8. Project Governance
A project steering committee comprising senior executives, project sponsors, and key stakeholders provided oversight and decision-making support throughout the engagement. Regular meetings and structured updates ensured alignment, addressed roadblocks, and managed risks across the project lifecycle.
Key Deliverables
- Current State Analysis – A documented assessment of AFMC’s current data landscape, including data assets, infrastructure, governance policies, and analytical capabilities, with identified gaps in data management, access, quality, and integration.
- Enterprise Data Strategy Document – The full enterprise data strategy, covering AFMC’s data vision, guiding principles, and strategic objectives, alongside recommendations for data management, integration, security, analytics capabilities, and data architecture.
- Data Governance Framework – A documented governance framework defining policies, procedures, roles, and accountability structures for managing data across AFMC.
- Strategic Pillars Definition – The defined set of strategic pillars underpinning the data strategy, including data quality, analytics, data access, security, compliance, and architecture.
- AI and ChatGPT Governance Guidance – Documented uses, considerations, rules, and guidelines for the responsible use of AI and ChatGPT in AFMC decision support, balancing opportunity with risk.
- 3-Year Implementation Roadmap – A phased roadmap for executing the data strategy over three years, with detailed timelines, milestones, resource requirements, key activities, performance metrics, and success criteria for each phase.

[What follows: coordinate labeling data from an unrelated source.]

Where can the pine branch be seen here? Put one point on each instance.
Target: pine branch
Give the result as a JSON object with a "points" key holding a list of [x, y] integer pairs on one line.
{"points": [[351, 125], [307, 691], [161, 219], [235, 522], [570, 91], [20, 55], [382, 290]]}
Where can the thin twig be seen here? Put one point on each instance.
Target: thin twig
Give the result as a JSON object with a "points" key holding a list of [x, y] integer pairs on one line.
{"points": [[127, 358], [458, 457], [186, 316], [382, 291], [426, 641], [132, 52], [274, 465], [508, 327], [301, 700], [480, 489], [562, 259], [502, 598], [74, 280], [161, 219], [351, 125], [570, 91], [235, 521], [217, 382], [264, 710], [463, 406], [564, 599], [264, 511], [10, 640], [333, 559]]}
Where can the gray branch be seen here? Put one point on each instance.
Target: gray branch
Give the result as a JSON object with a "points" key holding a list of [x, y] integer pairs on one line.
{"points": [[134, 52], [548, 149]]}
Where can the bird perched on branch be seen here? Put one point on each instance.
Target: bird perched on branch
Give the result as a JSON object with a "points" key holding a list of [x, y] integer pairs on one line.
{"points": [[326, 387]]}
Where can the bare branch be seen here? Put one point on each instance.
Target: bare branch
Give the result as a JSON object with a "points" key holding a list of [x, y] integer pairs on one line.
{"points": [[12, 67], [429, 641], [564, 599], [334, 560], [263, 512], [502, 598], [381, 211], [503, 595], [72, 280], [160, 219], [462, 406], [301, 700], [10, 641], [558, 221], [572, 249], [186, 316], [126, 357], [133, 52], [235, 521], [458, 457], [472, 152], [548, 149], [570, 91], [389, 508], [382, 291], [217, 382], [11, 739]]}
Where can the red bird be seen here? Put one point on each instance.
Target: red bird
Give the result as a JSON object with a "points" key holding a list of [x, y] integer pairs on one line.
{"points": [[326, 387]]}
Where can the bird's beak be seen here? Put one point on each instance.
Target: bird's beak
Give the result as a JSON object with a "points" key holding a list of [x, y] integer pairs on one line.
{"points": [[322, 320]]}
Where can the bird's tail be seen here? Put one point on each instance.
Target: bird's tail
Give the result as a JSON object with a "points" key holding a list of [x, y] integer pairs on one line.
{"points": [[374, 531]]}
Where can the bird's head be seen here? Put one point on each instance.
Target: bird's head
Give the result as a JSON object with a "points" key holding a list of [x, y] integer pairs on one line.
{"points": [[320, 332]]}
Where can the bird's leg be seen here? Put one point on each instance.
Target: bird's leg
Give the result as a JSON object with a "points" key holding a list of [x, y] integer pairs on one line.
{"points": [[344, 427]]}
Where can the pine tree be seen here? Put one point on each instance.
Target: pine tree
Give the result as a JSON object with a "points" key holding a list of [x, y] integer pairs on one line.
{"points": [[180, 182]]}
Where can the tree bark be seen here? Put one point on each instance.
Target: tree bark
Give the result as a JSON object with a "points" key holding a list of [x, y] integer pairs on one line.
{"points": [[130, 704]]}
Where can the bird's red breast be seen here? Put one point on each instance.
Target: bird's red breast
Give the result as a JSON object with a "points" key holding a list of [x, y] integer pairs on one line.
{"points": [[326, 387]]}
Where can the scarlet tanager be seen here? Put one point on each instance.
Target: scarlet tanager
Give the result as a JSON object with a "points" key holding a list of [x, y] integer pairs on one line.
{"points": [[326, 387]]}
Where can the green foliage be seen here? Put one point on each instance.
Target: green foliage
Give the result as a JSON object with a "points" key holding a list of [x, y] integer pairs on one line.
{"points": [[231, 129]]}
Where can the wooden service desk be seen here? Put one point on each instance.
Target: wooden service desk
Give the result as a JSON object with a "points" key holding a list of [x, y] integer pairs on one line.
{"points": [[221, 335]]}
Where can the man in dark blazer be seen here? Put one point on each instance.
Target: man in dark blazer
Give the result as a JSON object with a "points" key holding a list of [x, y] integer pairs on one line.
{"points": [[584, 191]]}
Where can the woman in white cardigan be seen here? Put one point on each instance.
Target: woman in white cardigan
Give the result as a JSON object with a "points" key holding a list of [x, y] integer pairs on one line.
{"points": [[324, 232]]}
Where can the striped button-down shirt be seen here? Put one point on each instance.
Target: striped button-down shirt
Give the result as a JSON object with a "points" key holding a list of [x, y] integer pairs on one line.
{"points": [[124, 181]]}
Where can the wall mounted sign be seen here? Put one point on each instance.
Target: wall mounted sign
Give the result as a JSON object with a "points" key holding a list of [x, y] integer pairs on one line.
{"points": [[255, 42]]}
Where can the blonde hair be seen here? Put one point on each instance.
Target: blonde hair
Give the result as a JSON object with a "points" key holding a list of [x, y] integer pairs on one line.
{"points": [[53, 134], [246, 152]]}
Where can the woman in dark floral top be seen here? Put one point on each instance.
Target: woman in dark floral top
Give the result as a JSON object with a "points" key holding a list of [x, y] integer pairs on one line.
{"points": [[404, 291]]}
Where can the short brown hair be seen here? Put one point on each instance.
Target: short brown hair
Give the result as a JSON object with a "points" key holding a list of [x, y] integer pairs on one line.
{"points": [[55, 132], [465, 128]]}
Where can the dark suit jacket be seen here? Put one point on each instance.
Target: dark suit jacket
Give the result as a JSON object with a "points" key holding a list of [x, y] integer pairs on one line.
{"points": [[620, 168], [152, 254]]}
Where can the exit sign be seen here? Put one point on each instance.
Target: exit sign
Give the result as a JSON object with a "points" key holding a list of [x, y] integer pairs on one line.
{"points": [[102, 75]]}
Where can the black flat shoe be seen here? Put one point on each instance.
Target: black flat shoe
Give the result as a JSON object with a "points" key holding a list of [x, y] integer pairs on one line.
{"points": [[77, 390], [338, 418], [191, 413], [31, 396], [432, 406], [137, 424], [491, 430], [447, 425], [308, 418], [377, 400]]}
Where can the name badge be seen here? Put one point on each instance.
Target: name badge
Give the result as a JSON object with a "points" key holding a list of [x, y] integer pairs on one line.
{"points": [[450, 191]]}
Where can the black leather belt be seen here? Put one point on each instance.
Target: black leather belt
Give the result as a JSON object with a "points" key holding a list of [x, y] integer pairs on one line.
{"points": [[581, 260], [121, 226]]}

- Stakeholder Engagement Summary Reports – Documented summaries of discussions, feedback, and outcomes from each stakeholder engagement session, including round tables, business engagement sessions, and executive leadership briefings, with recommendations incorporated into the final strategy.
- Finalized Enterprise Data Strategy and Implementation Roadmap – The consolidated, stakeholder-validated final strategy and roadmap, ready for adoption by AFMC and rollout to its data partners.
The Impact
- A mission-aligned enterprise data strategy that connects AFMC’s data ambitions directly to its responsibility for Canadian academic medicine.
- A data governance framework that sets clear policies, roles, and accountability structures across the organization.
- A defined approach to the responsible use of AI and ChatGPT in AFMC decision support, with the rules and guidelines needed to leverage AI without compromising trust.
- A 3-year implementation roadmap that sequences data governance, integration, analytics, and technology modernization initiatives into a deliverable plan, with attached metrics for tracking progress.
- Documented stakeholder alignment across executive leadership, business units, and data partners, giving the strategy the buy-in it needs to actually be implemented.
The result is a comprehensive enterprise data strategy that positions AFMC to manage, govern, and leverage its data effectively across its business lines and with its strategic data partners, supporting its strategic objective of incorporating progressive digital and technological solutions to revitalize its programs, services, advocacy, community engagement, and communication efforts. AFMC can now build its data acumen and capacity with a clear direction, creating value for the Faculties of Medicine and the many communities it serves.